Not so easy…

It’s so easy, they keep telling me – you just stick the stalks in the ground and they will grow. I see it growing everywhere, the cangkuk manis

Cangkuk manis
*Archive photo*

…and unfortunately, though that was exactly what I did, nothing ever came out of it.

This time around, I did get some leaves out of the many stalks that I planted – about half of them simply dried up eventually so I pulled them out and threw them away. The rest did sprout some leaves but a lot of them were eaten by pests…

Eaten by pests

…and this was all that I could harvest…

My miserable harvest

…from all my effort in planting my own.

After tearing them into bits…

Torn

…I think I only had a few spoons of the vegetable left.
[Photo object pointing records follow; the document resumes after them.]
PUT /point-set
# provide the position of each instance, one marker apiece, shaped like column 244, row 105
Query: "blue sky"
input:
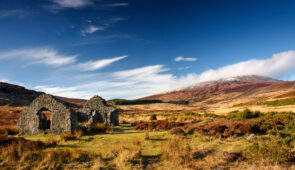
column 134, row 48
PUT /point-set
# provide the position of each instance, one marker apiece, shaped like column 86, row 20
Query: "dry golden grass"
column 98, row 128
column 78, row 133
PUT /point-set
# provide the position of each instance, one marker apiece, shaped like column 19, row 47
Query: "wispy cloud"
column 72, row 3
column 95, row 65
column 91, row 29
column 19, row 13
column 4, row 80
column 279, row 65
column 42, row 55
column 111, row 5
column 184, row 68
column 147, row 80
column 180, row 58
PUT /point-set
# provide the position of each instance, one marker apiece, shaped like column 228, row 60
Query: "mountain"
column 235, row 90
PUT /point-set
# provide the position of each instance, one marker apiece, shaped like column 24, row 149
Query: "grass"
column 203, row 142
column 282, row 102
column 245, row 114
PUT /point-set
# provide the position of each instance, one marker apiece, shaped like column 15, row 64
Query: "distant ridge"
column 15, row 95
column 228, row 90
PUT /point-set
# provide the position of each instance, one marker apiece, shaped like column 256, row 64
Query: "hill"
column 231, row 91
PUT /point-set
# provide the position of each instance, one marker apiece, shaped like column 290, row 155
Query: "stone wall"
column 63, row 119
column 97, row 110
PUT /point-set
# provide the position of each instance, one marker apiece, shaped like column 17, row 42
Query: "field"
column 150, row 137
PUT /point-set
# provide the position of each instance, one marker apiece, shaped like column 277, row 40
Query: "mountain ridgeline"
column 235, row 90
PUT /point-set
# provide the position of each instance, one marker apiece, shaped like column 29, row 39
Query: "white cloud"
column 73, row 3
column 122, row 4
column 95, row 65
column 20, row 13
column 43, row 55
column 91, row 29
column 4, row 80
column 279, row 65
column 180, row 58
column 148, row 80
column 184, row 68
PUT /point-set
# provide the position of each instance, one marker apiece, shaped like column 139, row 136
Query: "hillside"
column 236, row 90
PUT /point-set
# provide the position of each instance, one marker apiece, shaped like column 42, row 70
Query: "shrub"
column 98, row 128
column 67, row 136
column 268, row 149
column 9, row 130
column 158, row 125
column 193, row 114
column 177, row 131
column 153, row 117
column 78, row 133
column 212, row 115
column 177, row 151
column 134, row 102
column 245, row 114
column 181, row 102
column 273, row 120
column 220, row 128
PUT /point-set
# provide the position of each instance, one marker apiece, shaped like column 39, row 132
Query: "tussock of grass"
column 245, row 114
column 9, row 130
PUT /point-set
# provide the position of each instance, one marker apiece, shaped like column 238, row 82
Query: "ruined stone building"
column 61, row 118
column 49, row 114
column 97, row 110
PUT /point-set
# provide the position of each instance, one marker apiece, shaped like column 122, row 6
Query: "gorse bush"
column 78, row 133
column 134, row 102
column 212, row 115
column 273, row 120
column 9, row 130
column 153, row 117
column 67, row 137
column 245, row 114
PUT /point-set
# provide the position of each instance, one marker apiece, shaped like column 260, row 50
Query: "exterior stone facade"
column 63, row 119
column 98, row 111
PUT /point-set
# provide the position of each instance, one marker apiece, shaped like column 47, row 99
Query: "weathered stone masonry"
column 63, row 119
column 97, row 110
Never mind! Something is better than nothing and I decided to cook the Melanau kampung-style sayur rebus with the little that I had. There was some pumpkin in the fridge so I decided to use a bit of that. Otherwise, sweet baby corn would be  a great combination as well. Of course, there are a whole lot of other possibilities – I did blog about some of them before – and one is as nice as the other.

The basic ingredients needed would be some belacan (dried prawn paste) and chili…

Belacan chili and pumpkin

…and ikan bilis (dried anchovies) to make the stock for the soup but I did not need the latter that day as I would be adding a few of the freshwater prawns…

Freshwater prawns

…that I bought and used around half of them to cook my udang masak kunyit, another ethnic Melanau kampung-style delight.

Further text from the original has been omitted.